International LAMA had its origins in an organisation known as the Life-saving Appliance Manufacturers’ Association, (LAMA), formed in the United Kingdom in 1956. This organisation was concerned primarily with ensuring that the views of the UK lifeboat and davit manufacturers were available to the then UK Ministry of Transport.
Some years later in the early 70′s, it became apparent that the purely national approach was too narrow; it was felt that a wider international basis would be more appropriate, and that manufacturers of all forms of life saving equipment should be included. An immediate advantage of extending internationally was that the Association could then obtain Observer Status in the International Maritime Consultative Organisation (IMCO), later to become the International Maritime Organisation (IMO).
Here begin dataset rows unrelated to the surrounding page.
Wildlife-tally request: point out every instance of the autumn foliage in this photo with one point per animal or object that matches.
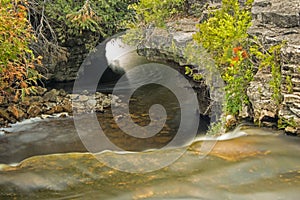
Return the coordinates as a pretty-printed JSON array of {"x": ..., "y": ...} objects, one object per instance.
[{"x": 17, "y": 72}]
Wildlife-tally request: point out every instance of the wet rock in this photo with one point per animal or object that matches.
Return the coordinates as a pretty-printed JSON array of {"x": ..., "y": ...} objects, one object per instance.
[
  {"x": 40, "y": 91},
  {"x": 83, "y": 98},
  {"x": 16, "y": 112},
  {"x": 2, "y": 100},
  {"x": 51, "y": 95},
  {"x": 55, "y": 109},
  {"x": 275, "y": 21},
  {"x": 261, "y": 97},
  {"x": 231, "y": 122},
  {"x": 4, "y": 115},
  {"x": 34, "y": 110}
]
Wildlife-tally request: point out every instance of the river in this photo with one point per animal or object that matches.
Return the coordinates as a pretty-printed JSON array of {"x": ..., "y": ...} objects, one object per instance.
[{"x": 46, "y": 159}]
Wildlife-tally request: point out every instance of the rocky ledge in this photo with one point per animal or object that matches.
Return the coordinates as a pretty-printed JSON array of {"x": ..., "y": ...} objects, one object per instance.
[
  {"x": 274, "y": 21},
  {"x": 45, "y": 103}
]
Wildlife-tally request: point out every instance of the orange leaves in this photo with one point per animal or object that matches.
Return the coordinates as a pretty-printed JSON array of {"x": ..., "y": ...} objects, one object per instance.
[{"x": 16, "y": 58}]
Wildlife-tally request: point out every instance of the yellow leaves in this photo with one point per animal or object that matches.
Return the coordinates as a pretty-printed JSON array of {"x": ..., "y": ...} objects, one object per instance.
[{"x": 16, "y": 58}]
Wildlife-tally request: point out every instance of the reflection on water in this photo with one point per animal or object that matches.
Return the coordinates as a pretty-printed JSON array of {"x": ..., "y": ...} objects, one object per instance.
[{"x": 262, "y": 165}]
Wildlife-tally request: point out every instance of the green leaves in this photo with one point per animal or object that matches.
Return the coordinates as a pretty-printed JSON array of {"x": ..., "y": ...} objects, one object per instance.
[{"x": 74, "y": 18}]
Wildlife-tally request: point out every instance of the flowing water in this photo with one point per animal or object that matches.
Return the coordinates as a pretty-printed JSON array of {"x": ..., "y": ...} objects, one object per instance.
[
  {"x": 45, "y": 159},
  {"x": 263, "y": 164}
]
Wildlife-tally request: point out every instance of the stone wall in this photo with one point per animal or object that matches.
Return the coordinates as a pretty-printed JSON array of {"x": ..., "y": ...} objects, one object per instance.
[
  {"x": 62, "y": 64},
  {"x": 275, "y": 21}
]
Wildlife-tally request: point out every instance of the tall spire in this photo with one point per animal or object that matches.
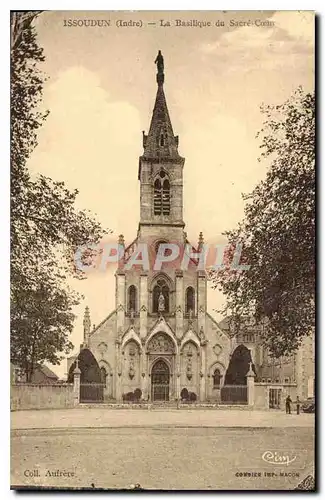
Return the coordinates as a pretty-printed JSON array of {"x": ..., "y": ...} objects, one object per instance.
[{"x": 160, "y": 141}]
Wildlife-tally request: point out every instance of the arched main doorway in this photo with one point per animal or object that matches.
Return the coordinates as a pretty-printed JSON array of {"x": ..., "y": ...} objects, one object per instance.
[{"x": 160, "y": 376}]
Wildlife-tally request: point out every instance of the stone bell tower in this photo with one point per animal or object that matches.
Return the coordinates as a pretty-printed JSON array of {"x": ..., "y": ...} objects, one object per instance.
[{"x": 161, "y": 170}]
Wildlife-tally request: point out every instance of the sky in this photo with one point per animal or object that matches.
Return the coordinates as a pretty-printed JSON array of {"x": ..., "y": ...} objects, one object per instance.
[{"x": 100, "y": 92}]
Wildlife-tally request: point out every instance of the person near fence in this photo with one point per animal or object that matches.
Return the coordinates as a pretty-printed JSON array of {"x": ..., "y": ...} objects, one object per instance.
[
  {"x": 298, "y": 403},
  {"x": 288, "y": 405}
]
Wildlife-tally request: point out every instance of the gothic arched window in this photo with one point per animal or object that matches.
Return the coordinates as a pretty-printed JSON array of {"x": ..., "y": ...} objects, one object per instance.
[
  {"x": 132, "y": 298},
  {"x": 217, "y": 378},
  {"x": 161, "y": 287},
  {"x": 103, "y": 375},
  {"x": 190, "y": 302},
  {"x": 161, "y": 200}
]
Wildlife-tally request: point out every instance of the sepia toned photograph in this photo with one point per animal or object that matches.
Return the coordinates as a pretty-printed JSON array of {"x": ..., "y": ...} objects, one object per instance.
[{"x": 162, "y": 226}]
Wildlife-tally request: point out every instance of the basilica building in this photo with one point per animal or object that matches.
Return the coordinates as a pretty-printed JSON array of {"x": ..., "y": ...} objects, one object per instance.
[{"x": 160, "y": 340}]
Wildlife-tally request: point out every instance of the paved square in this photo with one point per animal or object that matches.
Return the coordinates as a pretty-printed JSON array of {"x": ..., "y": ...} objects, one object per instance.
[{"x": 193, "y": 449}]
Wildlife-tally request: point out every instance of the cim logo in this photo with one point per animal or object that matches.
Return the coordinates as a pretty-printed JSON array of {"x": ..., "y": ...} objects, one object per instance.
[{"x": 277, "y": 458}]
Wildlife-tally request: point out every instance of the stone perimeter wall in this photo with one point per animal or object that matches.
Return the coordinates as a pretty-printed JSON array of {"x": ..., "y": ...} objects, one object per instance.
[{"x": 36, "y": 396}]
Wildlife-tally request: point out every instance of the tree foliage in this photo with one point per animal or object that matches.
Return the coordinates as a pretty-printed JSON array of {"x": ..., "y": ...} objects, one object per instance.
[
  {"x": 46, "y": 228},
  {"x": 278, "y": 232}
]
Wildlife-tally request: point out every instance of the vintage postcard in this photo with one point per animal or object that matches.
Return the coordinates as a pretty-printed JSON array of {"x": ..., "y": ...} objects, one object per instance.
[{"x": 163, "y": 250}]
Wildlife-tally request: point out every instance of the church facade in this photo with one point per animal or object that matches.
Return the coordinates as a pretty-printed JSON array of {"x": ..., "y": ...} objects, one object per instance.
[{"x": 160, "y": 339}]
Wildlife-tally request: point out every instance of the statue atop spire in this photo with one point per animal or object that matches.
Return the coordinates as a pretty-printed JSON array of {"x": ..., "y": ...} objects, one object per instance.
[{"x": 160, "y": 68}]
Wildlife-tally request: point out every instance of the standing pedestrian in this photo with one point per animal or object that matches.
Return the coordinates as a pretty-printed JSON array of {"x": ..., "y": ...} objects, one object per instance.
[
  {"x": 288, "y": 405},
  {"x": 298, "y": 402}
]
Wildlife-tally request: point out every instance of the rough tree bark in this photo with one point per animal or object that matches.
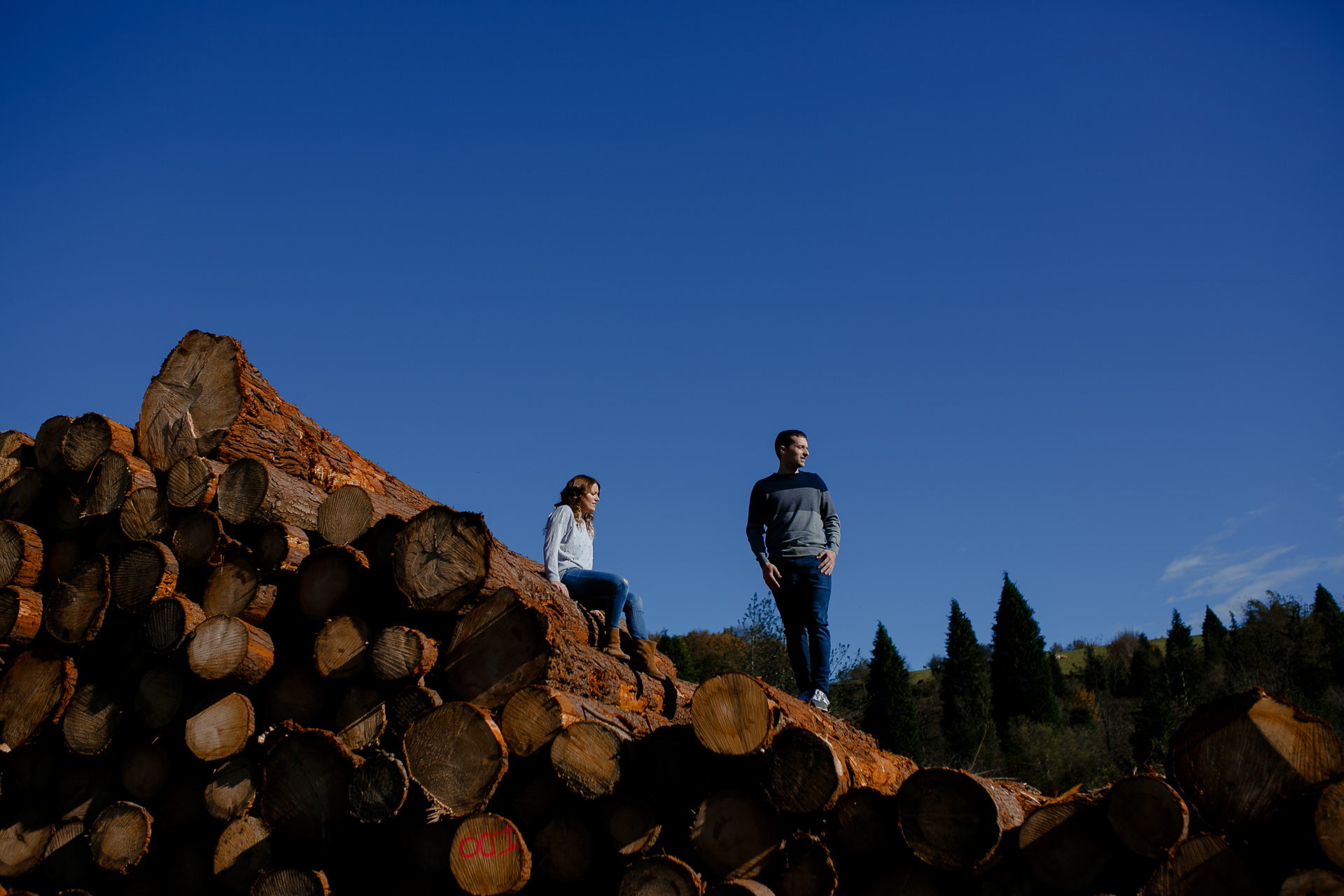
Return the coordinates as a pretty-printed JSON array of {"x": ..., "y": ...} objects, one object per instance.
[
  {"x": 207, "y": 399},
  {"x": 518, "y": 638},
  {"x": 252, "y": 491},
  {"x": 351, "y": 511}
]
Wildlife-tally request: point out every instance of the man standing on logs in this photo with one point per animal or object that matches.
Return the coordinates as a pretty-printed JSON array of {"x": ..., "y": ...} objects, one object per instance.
[{"x": 794, "y": 535}]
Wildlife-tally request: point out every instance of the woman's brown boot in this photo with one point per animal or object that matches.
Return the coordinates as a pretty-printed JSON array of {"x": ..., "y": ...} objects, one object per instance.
[{"x": 613, "y": 645}]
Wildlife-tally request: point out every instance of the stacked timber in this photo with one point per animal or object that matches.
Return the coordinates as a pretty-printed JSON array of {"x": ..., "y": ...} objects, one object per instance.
[{"x": 241, "y": 659}]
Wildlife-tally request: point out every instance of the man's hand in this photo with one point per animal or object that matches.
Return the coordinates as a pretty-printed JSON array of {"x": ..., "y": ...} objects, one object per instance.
[{"x": 771, "y": 574}]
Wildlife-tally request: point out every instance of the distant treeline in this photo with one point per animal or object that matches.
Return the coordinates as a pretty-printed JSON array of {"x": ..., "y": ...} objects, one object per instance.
[{"x": 1008, "y": 708}]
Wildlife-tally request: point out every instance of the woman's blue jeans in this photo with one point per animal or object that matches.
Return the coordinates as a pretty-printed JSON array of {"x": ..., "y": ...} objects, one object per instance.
[{"x": 610, "y": 594}]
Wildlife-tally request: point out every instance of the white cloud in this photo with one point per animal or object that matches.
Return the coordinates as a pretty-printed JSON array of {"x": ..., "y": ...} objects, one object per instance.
[{"x": 1234, "y": 577}]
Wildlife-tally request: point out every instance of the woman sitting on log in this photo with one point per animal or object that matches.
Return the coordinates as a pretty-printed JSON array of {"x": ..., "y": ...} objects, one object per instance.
[{"x": 568, "y": 555}]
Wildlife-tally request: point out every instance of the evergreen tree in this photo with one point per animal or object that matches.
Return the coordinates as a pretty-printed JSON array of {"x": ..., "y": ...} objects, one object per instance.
[
  {"x": 1180, "y": 657},
  {"x": 1215, "y": 638},
  {"x": 1326, "y": 614},
  {"x": 1018, "y": 673},
  {"x": 676, "y": 649},
  {"x": 965, "y": 688},
  {"x": 890, "y": 716},
  {"x": 1155, "y": 722}
]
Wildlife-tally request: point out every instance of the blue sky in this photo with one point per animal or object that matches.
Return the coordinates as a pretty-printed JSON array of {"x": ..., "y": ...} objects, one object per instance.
[{"x": 1056, "y": 289}]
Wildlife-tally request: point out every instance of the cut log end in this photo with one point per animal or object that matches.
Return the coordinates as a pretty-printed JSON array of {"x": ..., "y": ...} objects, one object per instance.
[
  {"x": 230, "y": 648},
  {"x": 457, "y": 755},
  {"x": 489, "y": 858},
  {"x": 222, "y": 729},
  {"x": 732, "y": 715},
  {"x": 120, "y": 836},
  {"x": 659, "y": 876},
  {"x": 736, "y": 834}
]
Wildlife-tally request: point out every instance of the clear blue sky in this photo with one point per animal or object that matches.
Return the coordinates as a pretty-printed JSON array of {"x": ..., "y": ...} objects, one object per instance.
[{"x": 1053, "y": 288}]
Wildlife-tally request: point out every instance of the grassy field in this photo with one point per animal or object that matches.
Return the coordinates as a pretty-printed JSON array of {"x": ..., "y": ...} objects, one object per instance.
[{"x": 1072, "y": 662}]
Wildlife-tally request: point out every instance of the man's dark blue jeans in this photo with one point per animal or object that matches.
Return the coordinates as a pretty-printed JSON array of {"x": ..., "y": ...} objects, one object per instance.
[{"x": 804, "y": 602}]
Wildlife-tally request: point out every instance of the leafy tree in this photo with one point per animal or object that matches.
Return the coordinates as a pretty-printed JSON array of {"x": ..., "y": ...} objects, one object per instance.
[
  {"x": 1155, "y": 722},
  {"x": 965, "y": 688},
  {"x": 1018, "y": 673},
  {"x": 1215, "y": 637},
  {"x": 676, "y": 650},
  {"x": 764, "y": 652},
  {"x": 890, "y": 716}
]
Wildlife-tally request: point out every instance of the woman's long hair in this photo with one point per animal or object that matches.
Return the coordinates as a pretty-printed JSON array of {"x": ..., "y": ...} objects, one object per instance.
[{"x": 573, "y": 493}]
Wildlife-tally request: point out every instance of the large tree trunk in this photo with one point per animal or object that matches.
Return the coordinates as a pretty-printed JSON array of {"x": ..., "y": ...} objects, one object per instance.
[
  {"x": 736, "y": 834},
  {"x": 253, "y": 491},
  {"x": 351, "y": 511},
  {"x": 1068, "y": 844},
  {"x": 534, "y": 716},
  {"x": 457, "y": 755},
  {"x": 20, "y": 554},
  {"x": 815, "y": 758},
  {"x": 1203, "y": 865},
  {"x": 955, "y": 821},
  {"x": 209, "y": 400},
  {"x": 514, "y": 640},
  {"x": 489, "y": 858},
  {"x": 36, "y": 687},
  {"x": 118, "y": 476},
  {"x": 1241, "y": 757},
  {"x": 90, "y": 437}
]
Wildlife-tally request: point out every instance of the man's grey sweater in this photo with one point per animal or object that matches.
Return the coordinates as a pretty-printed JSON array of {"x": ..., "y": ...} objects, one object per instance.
[{"x": 790, "y": 516}]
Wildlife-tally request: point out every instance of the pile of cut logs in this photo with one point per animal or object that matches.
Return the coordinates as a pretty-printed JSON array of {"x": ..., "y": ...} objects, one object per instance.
[{"x": 238, "y": 657}]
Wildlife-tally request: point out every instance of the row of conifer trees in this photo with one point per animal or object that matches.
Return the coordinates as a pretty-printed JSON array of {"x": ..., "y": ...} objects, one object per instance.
[{"x": 1008, "y": 708}]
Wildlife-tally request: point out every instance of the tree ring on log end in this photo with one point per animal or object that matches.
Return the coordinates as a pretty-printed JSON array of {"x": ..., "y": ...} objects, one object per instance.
[
  {"x": 489, "y": 858},
  {"x": 441, "y": 558},
  {"x": 732, "y": 715},
  {"x": 290, "y": 881},
  {"x": 736, "y": 834},
  {"x": 378, "y": 789},
  {"x": 804, "y": 771},
  {"x": 588, "y": 758},
  {"x": 346, "y": 514},
  {"x": 948, "y": 818},
  {"x": 90, "y": 720},
  {"x": 222, "y": 729},
  {"x": 498, "y": 648},
  {"x": 1147, "y": 814},
  {"x": 457, "y": 755},
  {"x": 120, "y": 836},
  {"x": 662, "y": 875},
  {"x": 191, "y": 403}
]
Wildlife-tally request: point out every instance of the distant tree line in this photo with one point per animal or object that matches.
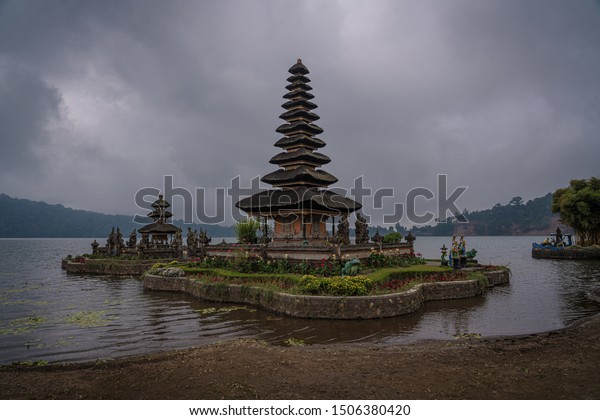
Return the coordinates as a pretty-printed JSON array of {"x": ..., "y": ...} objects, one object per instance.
[
  {"x": 33, "y": 219},
  {"x": 579, "y": 207},
  {"x": 23, "y": 218},
  {"x": 514, "y": 218}
]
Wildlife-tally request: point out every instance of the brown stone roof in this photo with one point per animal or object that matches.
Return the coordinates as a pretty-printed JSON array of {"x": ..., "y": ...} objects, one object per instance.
[
  {"x": 301, "y": 198},
  {"x": 300, "y": 156},
  {"x": 298, "y": 176}
]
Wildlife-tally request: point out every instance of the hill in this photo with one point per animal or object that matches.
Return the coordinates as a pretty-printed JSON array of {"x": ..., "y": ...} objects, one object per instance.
[
  {"x": 23, "y": 218},
  {"x": 34, "y": 219},
  {"x": 514, "y": 218}
]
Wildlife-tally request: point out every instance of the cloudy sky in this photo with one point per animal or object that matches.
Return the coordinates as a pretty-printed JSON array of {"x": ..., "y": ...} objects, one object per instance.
[{"x": 101, "y": 98}]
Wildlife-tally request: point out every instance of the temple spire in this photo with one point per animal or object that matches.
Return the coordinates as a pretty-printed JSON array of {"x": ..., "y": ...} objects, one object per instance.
[{"x": 299, "y": 160}]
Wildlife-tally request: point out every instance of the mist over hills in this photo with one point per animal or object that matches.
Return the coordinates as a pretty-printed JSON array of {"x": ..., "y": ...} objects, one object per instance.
[{"x": 22, "y": 218}]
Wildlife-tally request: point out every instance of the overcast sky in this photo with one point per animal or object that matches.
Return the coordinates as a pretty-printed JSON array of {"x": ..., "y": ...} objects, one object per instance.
[{"x": 101, "y": 98}]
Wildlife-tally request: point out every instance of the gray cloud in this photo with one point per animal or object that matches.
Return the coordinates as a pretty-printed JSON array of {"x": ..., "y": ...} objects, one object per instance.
[{"x": 103, "y": 98}]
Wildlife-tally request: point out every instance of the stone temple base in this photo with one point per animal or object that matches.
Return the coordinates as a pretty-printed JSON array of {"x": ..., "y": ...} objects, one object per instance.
[{"x": 310, "y": 252}]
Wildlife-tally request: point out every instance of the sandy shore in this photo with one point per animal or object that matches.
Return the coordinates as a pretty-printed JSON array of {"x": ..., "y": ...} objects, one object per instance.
[{"x": 563, "y": 364}]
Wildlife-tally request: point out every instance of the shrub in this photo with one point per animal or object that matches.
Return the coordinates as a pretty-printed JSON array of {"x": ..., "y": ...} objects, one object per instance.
[
  {"x": 245, "y": 230},
  {"x": 161, "y": 270},
  {"x": 392, "y": 238},
  {"x": 337, "y": 285}
]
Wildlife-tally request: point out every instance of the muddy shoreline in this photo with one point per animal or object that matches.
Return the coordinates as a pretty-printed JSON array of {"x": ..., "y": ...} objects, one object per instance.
[{"x": 561, "y": 364}]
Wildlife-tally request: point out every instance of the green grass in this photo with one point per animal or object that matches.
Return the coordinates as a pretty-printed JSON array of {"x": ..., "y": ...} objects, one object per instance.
[{"x": 290, "y": 283}]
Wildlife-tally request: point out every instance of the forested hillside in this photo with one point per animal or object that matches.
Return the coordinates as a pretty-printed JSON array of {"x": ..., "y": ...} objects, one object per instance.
[
  {"x": 35, "y": 219},
  {"x": 514, "y": 218}
]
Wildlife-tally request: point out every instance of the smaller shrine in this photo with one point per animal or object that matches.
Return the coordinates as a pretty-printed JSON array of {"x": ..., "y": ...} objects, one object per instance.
[
  {"x": 160, "y": 239},
  {"x": 300, "y": 205},
  {"x": 156, "y": 235}
]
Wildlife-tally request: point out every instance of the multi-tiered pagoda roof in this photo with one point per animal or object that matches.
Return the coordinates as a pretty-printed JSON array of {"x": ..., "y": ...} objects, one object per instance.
[
  {"x": 300, "y": 179},
  {"x": 160, "y": 216}
]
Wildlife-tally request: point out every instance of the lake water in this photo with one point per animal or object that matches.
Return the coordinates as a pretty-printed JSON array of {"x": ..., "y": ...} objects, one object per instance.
[{"x": 48, "y": 315}]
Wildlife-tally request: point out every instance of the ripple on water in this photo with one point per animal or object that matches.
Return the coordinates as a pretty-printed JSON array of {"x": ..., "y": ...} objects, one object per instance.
[{"x": 124, "y": 320}]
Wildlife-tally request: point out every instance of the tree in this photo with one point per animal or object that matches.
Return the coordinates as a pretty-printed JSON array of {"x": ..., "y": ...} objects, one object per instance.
[
  {"x": 516, "y": 201},
  {"x": 246, "y": 230},
  {"x": 579, "y": 207}
]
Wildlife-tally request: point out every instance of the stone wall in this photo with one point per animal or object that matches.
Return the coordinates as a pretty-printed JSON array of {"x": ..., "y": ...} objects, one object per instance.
[
  {"x": 327, "y": 307},
  {"x": 566, "y": 254},
  {"x": 109, "y": 266},
  {"x": 309, "y": 253}
]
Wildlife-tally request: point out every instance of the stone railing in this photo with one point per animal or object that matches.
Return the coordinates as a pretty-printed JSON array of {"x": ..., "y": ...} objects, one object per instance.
[{"x": 327, "y": 307}]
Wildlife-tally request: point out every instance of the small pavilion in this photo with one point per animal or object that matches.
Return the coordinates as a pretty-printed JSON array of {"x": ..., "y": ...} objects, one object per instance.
[
  {"x": 299, "y": 204},
  {"x": 157, "y": 232}
]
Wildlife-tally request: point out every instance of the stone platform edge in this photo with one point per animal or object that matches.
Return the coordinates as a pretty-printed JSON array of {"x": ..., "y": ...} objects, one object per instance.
[{"x": 328, "y": 307}]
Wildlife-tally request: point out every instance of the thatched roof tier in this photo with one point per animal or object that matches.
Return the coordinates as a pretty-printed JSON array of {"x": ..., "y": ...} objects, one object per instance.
[
  {"x": 157, "y": 213},
  {"x": 298, "y": 128},
  {"x": 299, "y": 103},
  {"x": 298, "y": 94},
  {"x": 158, "y": 227},
  {"x": 302, "y": 175},
  {"x": 298, "y": 199},
  {"x": 300, "y": 141},
  {"x": 299, "y": 114},
  {"x": 301, "y": 156},
  {"x": 298, "y": 78},
  {"x": 298, "y": 68},
  {"x": 161, "y": 202},
  {"x": 298, "y": 86}
]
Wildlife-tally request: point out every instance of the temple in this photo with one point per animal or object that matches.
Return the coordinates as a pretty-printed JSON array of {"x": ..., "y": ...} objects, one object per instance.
[
  {"x": 299, "y": 205},
  {"x": 157, "y": 233}
]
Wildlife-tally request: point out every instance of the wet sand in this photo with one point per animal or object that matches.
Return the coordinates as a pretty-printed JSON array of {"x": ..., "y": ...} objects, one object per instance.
[{"x": 562, "y": 364}]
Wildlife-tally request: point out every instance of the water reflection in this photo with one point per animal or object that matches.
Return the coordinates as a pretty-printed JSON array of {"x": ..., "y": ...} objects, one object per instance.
[{"x": 37, "y": 300}]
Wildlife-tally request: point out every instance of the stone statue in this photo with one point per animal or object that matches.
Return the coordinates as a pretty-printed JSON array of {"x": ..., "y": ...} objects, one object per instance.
[
  {"x": 132, "y": 239},
  {"x": 119, "y": 244},
  {"x": 111, "y": 243},
  {"x": 351, "y": 268},
  {"x": 362, "y": 230},
  {"x": 144, "y": 242},
  {"x": 178, "y": 241},
  {"x": 203, "y": 238},
  {"x": 343, "y": 232},
  {"x": 191, "y": 242},
  {"x": 377, "y": 238}
]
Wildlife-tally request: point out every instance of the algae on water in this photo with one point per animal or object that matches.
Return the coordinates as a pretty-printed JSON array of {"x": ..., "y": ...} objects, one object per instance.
[
  {"x": 226, "y": 309},
  {"x": 22, "y": 325},
  {"x": 90, "y": 319}
]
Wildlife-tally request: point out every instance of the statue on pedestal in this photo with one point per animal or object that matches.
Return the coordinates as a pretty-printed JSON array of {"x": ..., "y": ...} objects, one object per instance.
[
  {"x": 362, "y": 230},
  {"x": 343, "y": 232},
  {"x": 132, "y": 239},
  {"x": 191, "y": 242}
]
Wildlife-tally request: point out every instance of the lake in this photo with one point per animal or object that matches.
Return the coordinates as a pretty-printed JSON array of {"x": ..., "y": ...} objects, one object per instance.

Discussions were held between several life-saving appliance manufacturers, all of whom traded internationally, to obtain IMCO Observer Status for the new association, and the International Life-saving Appliance Manufacturers’ Association (ILAMA) was formed.
Application to IMCO for Consultative and Observer status was made and duly granted in November 1975, approved by the 9th session of the Assembly. The Association’s first attendance at an IMCO meeting took place in their former premises in Piccadilly, London in October 1976.
Over the years, ILAMA has submitted a number of papers that have led to actual change and improvements of IMO legislation. This proves that ILAMA matters in the business of LSA.
ILAMA believes in true and fair competition amongst its members, and in equality within national and international legislative and approval procedures. This philosophy has been held from the time of its inception, and will continue to hold.
ILAMA Members are in a unique position to assess new and existing items of life-saving appliances on the market. This may include anything from totally enclosed lifeboats to lifejacket whistles – and everything in between. Over a number of years fears have grown as to the compliance of certain items to International Standards. Members hold frank and open discussions on these matters, and ILAMA seeks to ensure that any inequalities are brought to the attention of the International Community and IMO.
In 1999 there began a new era of mutually acceptable certification with the EU ‘Wheel-mark’, the Mutual Recognition Agreement between EU and USA, CEN certification and ISO certification. But also the increase in size of passenger ships, subsequent new regulations and the developments of Goal based standards emphasizes the need for close scrutiny if ILAMA is to succeed in maintaining the high level of safety for crew and passengers on board ships.
In early 2015, ILAMA negotiated ‘Category A’ liaison with the International Organisation for Standardisation (‘ISO’). ISO’s aim primarily is to create technical standards valuable in industry, commerce and science, and on a worldwide scale.
Such standards are amongst the few external standards recognised by IMO. Thus, for our members, advance knowledge of standards generation and opportunities to comment on or enhance their content is of great value.
Also during 2015 Observer Status was granted to ILAMA to attend and participate in both the EMSA MED Experts Group and MarED. This important step for ILAMA means that the Association is able to directly participate and contribute to the working of these influential bodies in a globally recognised market.
The membership of ILAMA at and shortly after its conception was mainly limited to companies producing lifeboats and associated equipment. Today we have a broad base of different companies covering the whole scope of life-saving appliances. Membership has also been extended to welcome training and testing establishments.